4) Time dependence is a non-trivial, but possible modification if you know the m.t.b.f/r (mean-times-between-failures/repairs) since this can give you the probabilities
p
of either the tree-structure or the uncorrelated linearp[i]
by a sum of exponentials. You will then have to run the MC-procedure at different times with the corresponding results forp
.5) If you merely have the log files (as hinted in your last paragraph) it will require a substantial modification of the approach which is beyond what I can do on this board.
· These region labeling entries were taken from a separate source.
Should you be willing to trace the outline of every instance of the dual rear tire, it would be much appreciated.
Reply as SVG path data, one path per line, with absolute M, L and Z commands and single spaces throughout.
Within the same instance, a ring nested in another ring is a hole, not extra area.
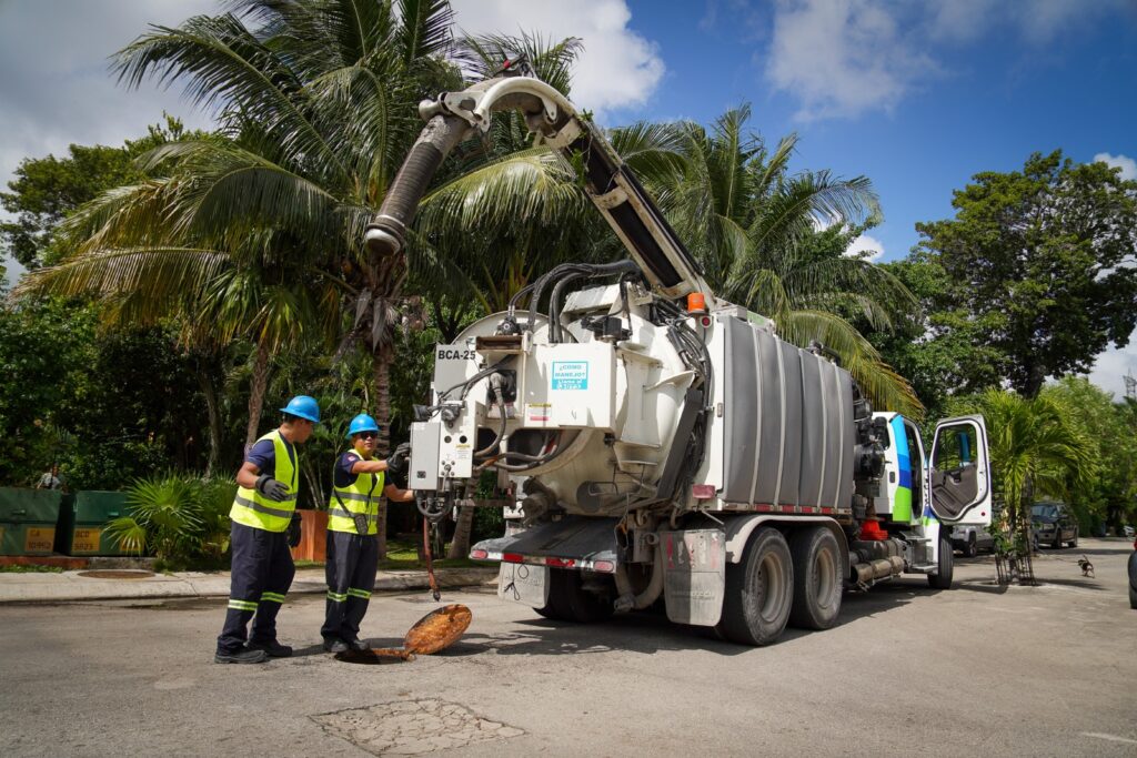
M 766 645 L 790 622 L 802 628 L 829 628 L 840 613 L 844 583 L 840 545 L 828 528 L 802 528 L 787 541 L 777 528 L 760 526 L 742 560 L 727 565 L 717 630 L 739 644 Z

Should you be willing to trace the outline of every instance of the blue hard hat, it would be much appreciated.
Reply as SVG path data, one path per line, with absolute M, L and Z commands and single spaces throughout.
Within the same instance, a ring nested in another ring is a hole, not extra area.
M 289 400 L 288 405 L 281 408 L 281 413 L 297 416 L 298 418 L 307 418 L 314 424 L 319 423 L 319 403 L 316 402 L 315 398 L 306 394 L 298 394 Z
M 359 414 L 348 424 L 348 439 L 350 440 L 359 432 L 377 432 L 379 424 L 367 414 Z

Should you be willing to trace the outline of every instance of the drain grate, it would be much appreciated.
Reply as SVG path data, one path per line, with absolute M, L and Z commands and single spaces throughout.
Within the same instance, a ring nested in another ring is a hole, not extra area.
M 398 700 L 321 714 L 312 719 L 376 756 L 420 756 L 524 734 L 514 726 L 491 722 L 443 700 Z
M 144 580 L 153 576 L 153 572 L 141 568 L 96 568 L 89 572 L 80 572 L 80 576 L 93 580 Z

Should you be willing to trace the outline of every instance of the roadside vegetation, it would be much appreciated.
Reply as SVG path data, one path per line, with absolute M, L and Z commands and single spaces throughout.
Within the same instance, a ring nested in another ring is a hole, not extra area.
M 131 490 L 113 528 L 133 551 L 223 563 L 230 477 L 282 399 L 321 402 L 300 505 L 325 507 L 347 420 L 374 414 L 384 449 L 406 439 L 435 343 L 559 263 L 624 256 L 520 118 L 448 161 L 405 255 L 366 253 L 420 99 L 522 51 L 571 92 L 581 51 L 456 39 L 445 0 L 396 6 L 244 0 L 140 30 L 115 58 L 123 84 L 183 88 L 217 128 L 167 118 L 122 147 L 20 164 L 0 193 L 14 215 L 0 245 L 31 269 L 0 309 L 0 483 L 58 463 L 69 489 Z M 1137 319 L 1137 182 L 1030 156 L 977 175 L 908 257 L 874 264 L 850 248 L 887 210 L 871 180 L 791 170 L 808 145 L 752 120 L 740 105 L 709 125 L 611 131 L 708 282 L 835 350 L 878 409 L 982 409 L 1005 501 L 1063 497 L 1087 530 L 1137 522 L 1137 403 L 1072 378 Z M 415 514 L 389 518 L 381 555 L 398 563 Z M 451 555 L 491 518 L 463 514 Z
The log-files would need to be sufficiently thorough to allow to reconstruct a model for the network graph (and thus the graph of
p
) as well as the individual values of all nodes ofp
. Otherwise, accuracy would be unreliable. These log-files would also need to be substantially longer than the time-scales of failures and repairs, an assumptions which may not be realistic in real-life networks.